I always set my sites on Bouctouche Bar Lighthouse, as far away from the Eco-Centre as a beachcomber can get on foot. If you talk to the locals, they can tell you all about this sentinel, which has stood since the turn of the 20th century, and about its keepers, from Jadus P. Cormier (1902-1916) to Edmond F. Maillet (1933-1957). What they can’t tell you is why, one fine day in December 2019, the Canadian Coast Guard saw fit to replace it plank by plank—new foundation, walls and roof, all flown in by helicopter, all tenderly assembled—and, just as quickly, vanish like cobblers’ elves at sunrise. It remains an inscrutable beachy mystery. 
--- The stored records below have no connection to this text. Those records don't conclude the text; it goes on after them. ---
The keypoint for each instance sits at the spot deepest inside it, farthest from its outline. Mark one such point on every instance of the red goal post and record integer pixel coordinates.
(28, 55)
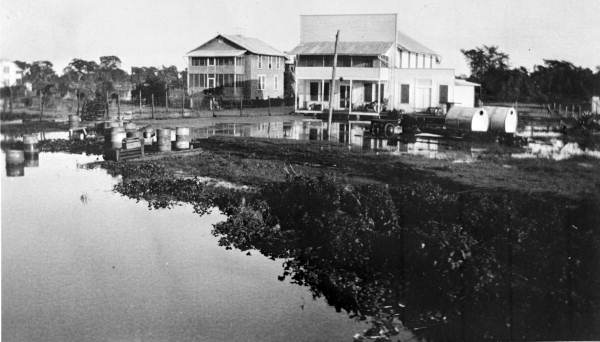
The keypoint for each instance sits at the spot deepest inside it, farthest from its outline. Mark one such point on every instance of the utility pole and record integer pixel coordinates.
(332, 86)
(167, 99)
(152, 106)
(140, 100)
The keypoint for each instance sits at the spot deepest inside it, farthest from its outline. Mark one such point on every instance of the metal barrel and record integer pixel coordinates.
(130, 125)
(148, 134)
(30, 143)
(117, 134)
(182, 140)
(133, 133)
(163, 139)
(74, 121)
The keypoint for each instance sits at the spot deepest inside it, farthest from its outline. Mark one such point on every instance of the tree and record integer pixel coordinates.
(43, 80)
(485, 59)
(80, 76)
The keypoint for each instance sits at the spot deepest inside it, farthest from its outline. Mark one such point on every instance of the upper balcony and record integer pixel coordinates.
(347, 73)
(217, 69)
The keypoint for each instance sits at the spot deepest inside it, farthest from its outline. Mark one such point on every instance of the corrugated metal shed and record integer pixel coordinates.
(344, 48)
(407, 43)
(460, 82)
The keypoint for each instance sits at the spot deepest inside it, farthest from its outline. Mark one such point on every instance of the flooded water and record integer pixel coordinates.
(82, 263)
(536, 142)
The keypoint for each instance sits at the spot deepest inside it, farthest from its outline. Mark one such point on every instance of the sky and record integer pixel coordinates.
(156, 33)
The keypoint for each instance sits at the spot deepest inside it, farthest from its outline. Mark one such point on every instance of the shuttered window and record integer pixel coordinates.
(404, 93)
(443, 93)
(314, 91)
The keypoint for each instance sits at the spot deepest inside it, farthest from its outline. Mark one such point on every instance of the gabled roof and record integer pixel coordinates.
(344, 48)
(407, 43)
(243, 44)
(216, 53)
(253, 45)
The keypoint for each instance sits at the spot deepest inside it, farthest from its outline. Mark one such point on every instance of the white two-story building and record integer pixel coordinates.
(377, 67)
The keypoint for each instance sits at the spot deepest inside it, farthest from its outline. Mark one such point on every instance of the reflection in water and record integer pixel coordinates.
(112, 271)
(452, 265)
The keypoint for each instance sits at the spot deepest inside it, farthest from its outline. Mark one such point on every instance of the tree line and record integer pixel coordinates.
(556, 81)
(89, 81)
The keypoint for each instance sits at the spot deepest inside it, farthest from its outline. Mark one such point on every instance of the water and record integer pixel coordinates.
(536, 141)
(82, 263)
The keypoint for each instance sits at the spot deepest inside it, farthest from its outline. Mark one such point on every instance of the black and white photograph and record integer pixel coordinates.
(300, 170)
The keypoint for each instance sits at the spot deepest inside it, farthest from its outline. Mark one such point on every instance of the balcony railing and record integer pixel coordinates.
(217, 69)
(324, 73)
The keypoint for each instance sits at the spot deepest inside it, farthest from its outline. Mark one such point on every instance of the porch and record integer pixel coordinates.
(363, 97)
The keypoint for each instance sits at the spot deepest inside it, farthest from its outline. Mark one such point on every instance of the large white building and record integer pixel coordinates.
(10, 73)
(376, 64)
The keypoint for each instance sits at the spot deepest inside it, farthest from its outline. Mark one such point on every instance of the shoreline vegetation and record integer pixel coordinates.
(401, 245)
(412, 245)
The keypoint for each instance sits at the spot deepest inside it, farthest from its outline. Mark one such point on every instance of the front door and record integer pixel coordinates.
(423, 98)
(344, 96)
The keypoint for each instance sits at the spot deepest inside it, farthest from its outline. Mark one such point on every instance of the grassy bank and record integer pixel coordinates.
(254, 161)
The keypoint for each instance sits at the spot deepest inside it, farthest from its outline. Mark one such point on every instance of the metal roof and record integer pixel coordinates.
(407, 43)
(249, 44)
(344, 48)
(460, 82)
(216, 53)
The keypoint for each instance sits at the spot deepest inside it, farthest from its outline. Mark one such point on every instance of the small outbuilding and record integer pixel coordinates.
(464, 93)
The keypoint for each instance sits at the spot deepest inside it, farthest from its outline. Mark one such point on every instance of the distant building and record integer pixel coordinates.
(377, 64)
(234, 66)
(10, 73)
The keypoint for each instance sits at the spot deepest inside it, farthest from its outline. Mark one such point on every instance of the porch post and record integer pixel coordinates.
(350, 99)
(378, 96)
(234, 77)
(296, 95)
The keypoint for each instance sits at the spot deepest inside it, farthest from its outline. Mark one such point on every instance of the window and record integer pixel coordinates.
(344, 61)
(314, 91)
(380, 92)
(404, 91)
(240, 80)
(368, 92)
(443, 93)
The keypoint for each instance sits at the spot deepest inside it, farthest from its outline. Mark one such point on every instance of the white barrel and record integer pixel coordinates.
(502, 119)
(467, 119)
(182, 138)
(163, 139)
(148, 134)
(30, 143)
(15, 157)
(117, 134)
(74, 121)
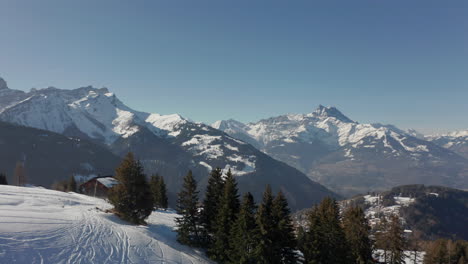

Across the Northumberland Strait and up through Anne of Green Gables country, there lies mighty Brackley Beach, PEI. It needs no introduction to seashore-farers. But that doesn’t stop the publishers of Imageworks Communications Group in Charlottetown from doing their best.

“Located within the PEI National Park, six beach areas dot this coastline with Brackley the largest and most popular among them,” it tells us. “The Gulfshore Parkway runs 10 kilometres along the coast parallel to the beach and it meanders over salt marshes and alongside sand dunes. An ambitious beachgoer could spend the morning at Brackley before cycling, running or rollerblading along the multi-use trail, stopping along the way for a swim at the next three beaches before returning to Brackley for sunset. Just like all beaches within PEI National Park, this is a protected area.”

So it should be. But somewhere along this magnificent expanse of red clay sand and sea foam is the spot where, on a fine mid-October day when no one was looking, my eldest grandson built his first sandcastle. We piled it high with kelp and crab shells and then we danced around it like castaways on a desert island.

That was 12 years ago, and it’s long gone now. But, in his mind, he knows exactly where it is. And it’s a secret.